In addition to the organoid-bacteria co-cultures described above, adult stem cell-derived organoids have also been exploited to model viral infections. Recently, rotavirus infection and antiviral therapy were modeled in mouse and human intestinal organoids. Rotaviruses not only efficiently replicated in the organoids, but infected organoids also produced infectious virus particles. Viral replication could be blocked by treatment of the infected organoids with the antiviral agents interferon-α or ribavirin (Yin et al., 2015). Another striking example of organoid-virus co-culture is the use of induced pluripotent stem cell (iPSC)-derived brain organoids to investigate the effects of Zika virus (ZIKV) infection on brain development (Qian et al., 2017). ZIKV infection during pregnancy has recently been linked to microcephaly, and several recent studies now show that ZIKV infection causes growth inhibition and increased apoptosis in iPSC-derived brain organoids, implying that ZIKV alters neurogenesis during brain development and is causative to microcephaly (Cugola et al., 2016; Dang et al., 2016; Garcez et al., 2016; Qian et al., 2016; Tang et al., 2016). Dang et al. further proposed that ZIKV-dependent growth inhibition can be relieved by inhibition of toll-like receptor 3 (TLR3), possibly providing a therapeutic target (Dang et al., 2016).

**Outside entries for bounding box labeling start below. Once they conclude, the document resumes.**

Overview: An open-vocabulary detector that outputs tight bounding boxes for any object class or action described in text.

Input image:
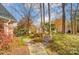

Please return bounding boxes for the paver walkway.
[28,43,47,55]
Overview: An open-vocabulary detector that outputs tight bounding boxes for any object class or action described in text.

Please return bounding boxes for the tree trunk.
[48,3,51,36]
[62,3,65,33]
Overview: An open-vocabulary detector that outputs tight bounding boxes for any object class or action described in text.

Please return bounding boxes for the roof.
[0,3,16,21]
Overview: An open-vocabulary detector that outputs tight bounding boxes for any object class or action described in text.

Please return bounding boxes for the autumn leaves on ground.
[0,3,79,55]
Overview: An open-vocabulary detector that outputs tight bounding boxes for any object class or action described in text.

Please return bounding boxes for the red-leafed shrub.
[0,32,12,53]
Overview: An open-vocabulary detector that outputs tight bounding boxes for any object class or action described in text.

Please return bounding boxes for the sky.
[3,3,77,25]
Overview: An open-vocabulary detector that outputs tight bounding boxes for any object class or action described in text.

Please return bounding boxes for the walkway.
[28,43,47,55]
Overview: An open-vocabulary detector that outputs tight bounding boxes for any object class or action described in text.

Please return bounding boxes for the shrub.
[0,32,12,54]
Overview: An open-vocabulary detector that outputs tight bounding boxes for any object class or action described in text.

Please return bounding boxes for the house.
[0,4,16,36]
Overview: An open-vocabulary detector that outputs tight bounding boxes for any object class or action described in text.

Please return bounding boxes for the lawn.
[47,34,79,55]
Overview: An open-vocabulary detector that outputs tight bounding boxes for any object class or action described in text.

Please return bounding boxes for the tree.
[62,3,65,33]
[48,3,51,36]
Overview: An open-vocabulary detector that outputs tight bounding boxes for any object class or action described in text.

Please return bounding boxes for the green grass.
[47,34,79,55]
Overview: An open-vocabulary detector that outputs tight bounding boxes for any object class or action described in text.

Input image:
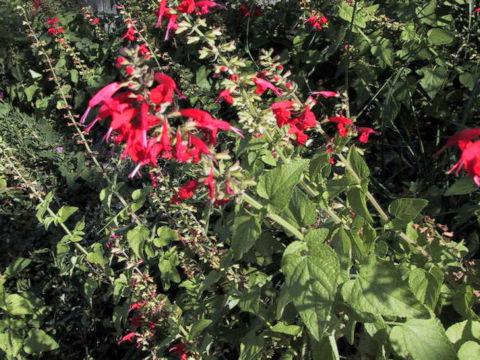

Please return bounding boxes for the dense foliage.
[0,0,480,360]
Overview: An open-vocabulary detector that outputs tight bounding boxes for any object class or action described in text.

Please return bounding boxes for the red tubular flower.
[270,100,295,127]
[328,116,353,137]
[203,168,215,200]
[178,180,199,199]
[117,332,140,345]
[177,0,195,14]
[47,18,60,25]
[155,0,167,28]
[357,127,380,144]
[180,109,243,145]
[195,0,225,15]
[311,90,340,98]
[448,141,480,186]
[215,90,233,104]
[174,130,190,162]
[80,82,123,123]
[154,73,186,99]
[294,105,317,130]
[253,77,283,96]
[433,128,480,158]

The accessibility of the organoid lumen can be a challenge in modeling pathogen infections. One possible way to overcome this is to inject the pathogens directly into the lumen of the organoid, instead of adding them to the culture medium. Alternatively, organoids can be dissociated prior to infection and subsequently replated in Matrigel. Finally, the generation of 2D monolayers from organoid cultures could also be exploited for these purposes (Moon et al., 2014). Kovbasnjuk and colleagues recently reported Transwell-based monolayers with an exposed apical surface that were established from human colonic epithelium-derived organoids and used them to model enterohemorrhagic E. coli infection (In et al., 2016). Particularly for high-throughput experiments and drug development, it will be of interest to develop and further optimize self-renewing 2D monolayer culture models for human primary epithelial tissues with an exposed apical surface. Also, the strict anaerobic nature of most gut microbes and the high oxygen concentration required by cells cultured in vitro is a technical challenge that needs to be overcome in order to mimic the native situation as closely as possible.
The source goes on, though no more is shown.